In 2007, Jaime and Mark Van Wye, 34 and 43, respectively, decided that they, too, wanted to become part of the dog industry's illustrious history. They opened Zoom Room, a dog agility training center -- near the end of 2009, began franchising and currently have seven locations across the country with several more set to open. Jaime, before opening Zoom Room in Los Angeles, was already immersed in dog culture as a dog kennel owner as well as author of "How to Have an Ill-Behaved Dog."

When Jaime told her future husband she wanted to open a dog agility facility, Mark -- a marketing guy whose clients included the Nat King Cole estate -- was initially hesitant, but soon warmed up to the idea. "Jamie always had people asking her, 'Where I can train my dog in dog agility?' and her answer was always that they could go to this one place on Thursday mornings at 11 a.m., and there's a huge waiting list. Then we had the realization that it's the number-one dog sport in America, and ESPN was even carrying dog agility competitions.
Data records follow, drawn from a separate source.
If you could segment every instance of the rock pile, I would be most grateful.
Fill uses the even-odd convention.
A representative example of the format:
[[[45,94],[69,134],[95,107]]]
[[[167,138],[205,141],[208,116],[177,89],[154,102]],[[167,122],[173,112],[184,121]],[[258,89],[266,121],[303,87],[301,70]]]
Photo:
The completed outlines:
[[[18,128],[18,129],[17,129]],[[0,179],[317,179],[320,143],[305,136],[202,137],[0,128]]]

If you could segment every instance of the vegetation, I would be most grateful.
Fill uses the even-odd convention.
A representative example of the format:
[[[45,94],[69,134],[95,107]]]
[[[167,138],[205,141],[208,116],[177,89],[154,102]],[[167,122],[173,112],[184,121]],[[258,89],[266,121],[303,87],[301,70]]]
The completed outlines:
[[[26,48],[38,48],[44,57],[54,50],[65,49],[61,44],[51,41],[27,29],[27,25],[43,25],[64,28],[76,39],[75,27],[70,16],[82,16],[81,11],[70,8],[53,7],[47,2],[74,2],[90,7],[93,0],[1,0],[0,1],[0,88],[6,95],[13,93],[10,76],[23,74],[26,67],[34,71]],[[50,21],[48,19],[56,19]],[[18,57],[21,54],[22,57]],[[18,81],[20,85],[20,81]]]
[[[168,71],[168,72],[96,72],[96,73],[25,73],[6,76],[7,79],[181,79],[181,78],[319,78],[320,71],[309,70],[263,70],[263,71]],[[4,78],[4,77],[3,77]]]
My thought was similar to the 1970s when yoga became popular in America. It was a novelty only practiced by yoga gurus, and now there isn't a gym in America that doesn't have yoga."

Jaime made a list of a lot of the pros and cons of working in the dog industry and, in the end, felt she had created a business model that stripped away a lot of the negatives.
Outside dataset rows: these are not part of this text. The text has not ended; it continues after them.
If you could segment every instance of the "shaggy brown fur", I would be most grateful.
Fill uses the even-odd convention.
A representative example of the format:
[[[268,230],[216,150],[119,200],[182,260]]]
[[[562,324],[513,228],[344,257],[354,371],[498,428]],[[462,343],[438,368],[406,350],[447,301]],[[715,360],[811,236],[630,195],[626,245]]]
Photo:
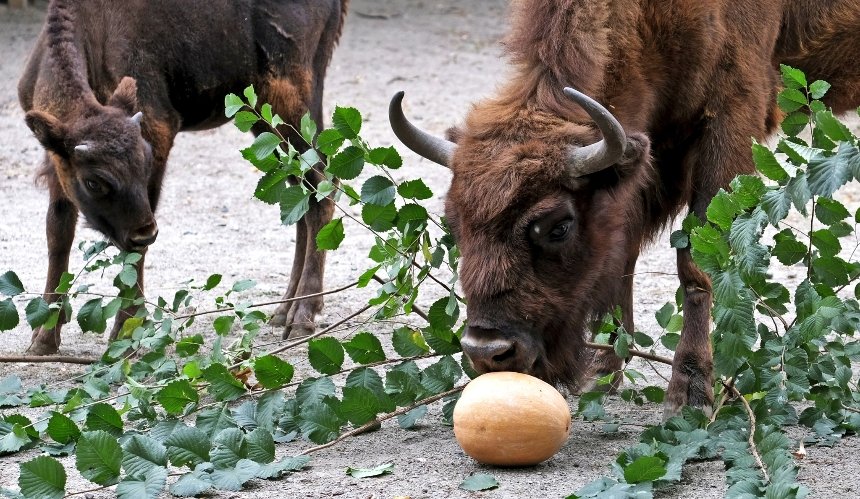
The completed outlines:
[[[26,122],[45,148],[48,279],[68,267],[78,212],[114,244],[141,253],[158,233],[154,212],[176,134],[226,123],[224,96],[253,84],[260,102],[296,129],[310,111],[322,123],[326,68],[348,0],[53,0],[18,85]],[[142,114],[138,114],[142,113]],[[307,145],[285,125],[293,145]],[[255,130],[259,133],[261,130]],[[322,176],[311,171],[308,181]],[[286,297],[322,290],[325,254],[314,236],[332,216],[312,203],[297,226]],[[138,267],[143,292],[143,264]],[[307,334],[321,298],[279,308],[286,335]],[[114,324],[111,338],[123,319]],[[62,322],[62,321],[61,321]],[[33,333],[30,351],[56,352],[60,325]]]
[[[621,305],[633,331],[642,245],[684,206],[704,218],[719,188],[754,170],[750,138],[779,121],[778,63],[833,83],[834,111],[860,104],[860,2],[521,0],[512,24],[514,77],[453,134],[446,215],[468,300],[463,346],[479,371],[582,386],[589,322]],[[565,86],[618,118],[630,161],[571,182],[566,148],[600,136]],[[685,323],[667,415],[713,401],[710,280],[689,249],[678,274]],[[621,363],[599,355],[591,375]]]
Mark says that "kennels and doggie day cares can make money but are not a lot of fun to run. People used to come in and say to Jaime, 'You must love your job. You play with dogs all day.' And she would think, 'No, are you kidding?'"

Jaime cites some of the frustrations that kennels and doggie daycares have: Zoning issues due to dogs living on the premises; needing someone on staff virtually 24 hours a day, seven days a week, to watch over the animals; staffing issues: liability issues if the animal gets sick or dies; and the costs of caring for the animals.
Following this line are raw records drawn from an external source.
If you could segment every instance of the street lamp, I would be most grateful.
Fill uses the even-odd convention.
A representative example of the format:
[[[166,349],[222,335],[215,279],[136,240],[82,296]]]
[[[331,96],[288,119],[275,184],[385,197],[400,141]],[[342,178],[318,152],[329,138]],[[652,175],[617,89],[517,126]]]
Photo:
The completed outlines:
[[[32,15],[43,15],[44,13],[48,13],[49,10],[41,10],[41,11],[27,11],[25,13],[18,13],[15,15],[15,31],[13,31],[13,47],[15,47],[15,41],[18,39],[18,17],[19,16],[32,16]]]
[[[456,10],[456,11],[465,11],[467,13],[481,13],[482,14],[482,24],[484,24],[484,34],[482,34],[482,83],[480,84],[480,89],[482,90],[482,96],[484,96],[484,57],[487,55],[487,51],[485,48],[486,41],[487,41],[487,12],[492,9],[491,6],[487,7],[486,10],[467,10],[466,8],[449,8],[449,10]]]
"It's exhausting, and you don't play with dogs all day," Jaime says. "You may not even see dogs most of the day."

'Much Easier to Work with Than People'

That doesn't mean that dog business owners don't find themselves working and playing with cuddly canines. Christy Howard, 39, is the owner of two Three Dog Bakery establishments in the Dallas/Forth Worth market, part of a chain since 1989. She has 12 employees among the two stores, one of which is new and the other 3 years old. Between the two, her stores bring in more than $1 million in sales.

Howard runs the day-to-day operations but co-owns the mini-franchise empire with her husband, who handles the financials, including insurance (the annual insurance that Howard pays for her two stores, including workers comp, property and liability: $12,000).

Another cost to be prepared for: Cleaning. Your typical small business doesn't have too many customers who shed, but if you're on the service side of the dog industry, expect to be cleaning up dog fur. And maybe a few other, um, deposits.

On the plus side, while beleaguered entrepreneurs feel licked at times, it's one of the perks of the dog business. "Dogs are much easier to work with than people," Steven Parker of K9 Resorts quips.

But what's gratifying and helpful for the dog-serving entrepreneur is how devoted the masters are to their pets. Jason Parker says the economy has affected their bottom line somewhat, but not as much as you might think. "People are spending the same amount of money on their dogs," Jason says. "We have different types of rooms at our resort, and people are still opting for the luxury suites and if not that, the executive rooms, which are cage-free. They may cut their vacation a little shorter, but they aren't cutting back on their dogs."